Several of the scholars and litigators I consulted said that they believe an Eighth Amendment challenge to that policy would arise. “If Trump really meant what he said about sending American citizens convicted of crimes to prisons in El Salvador as part of their punishment,” the Harvard law professor Carol Steiker wrote to me, “that clearly would be subject to Eighth Amendment limitations.” That is so not because the people involved would be citizens, but because when the state convicts a person and then orders them imprisoned, the Supreme Court already recognizes that that constitutes “punishment.”
That conclusion is reassuring—even an Eighth Amendment that’s been interpreted more narrowly than I would prefer still confers some protection against cruel innovations in punishment. But it also highlights a core injustice of the prevailing jurisprudential approach: Administration officials would be subjecting convicted Americans and unconvicted aliens to the same treatment. The same president with the same motives might even pay for them to be locked up in the same prison cell. And yet, absurdly, the Eighth Amendment would protect the heinous criminals while offering no protection to their cellmates who were never convicted of anything.

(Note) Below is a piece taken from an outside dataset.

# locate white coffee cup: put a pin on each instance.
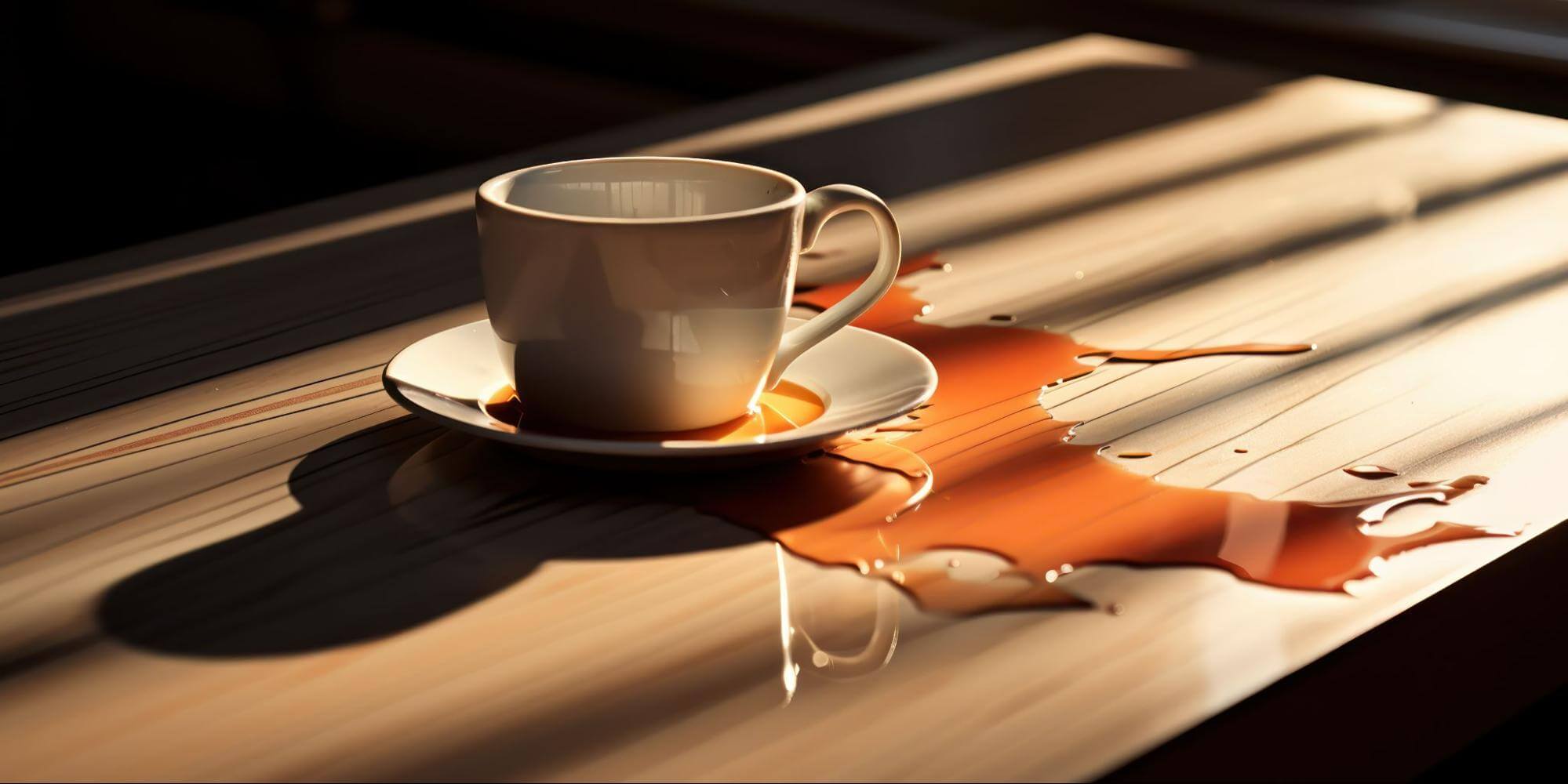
(649, 294)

Treating every deportation as a form of punishment would go too far. But so does presuming that no deportation can qualify as punishment, even when it includes transfer to a cruel and unusual prison system. Reasonable people can and do disagree about the best test for what constitutes a punishment. But any reasonable threshold is met when federal officials justify imprisoning people by alleging criminality, imprison them alongside a foreign country’s most dangerous criminals, and make public statements that convey a punitive intent.
I hope that an Eighth Amendment claim on behalf of deportees coaxes the Supreme Court to reconsider its precedents on what constitutes punishment. If the Trump administration responds by arguing that it is not acting with punitive intent, as the scholars I spoke with predict, the Court should probe the publicly available facts rather than deferring to whatever the administration might claim. Meanwhile, the rest of us should understand that, even if the fate of deportees to El Salvador is never found to violate the Eighth Amendment, that isn’t because they are being spared cruel and unusual treatment, but because the judiciary declines to classify much that is clearly cruel and unusual as a “punishment.” The El Salvador policy, however it is classified, is unusually and needlessly cruel, rendering it evil, an affront to human dignity, and beneath America.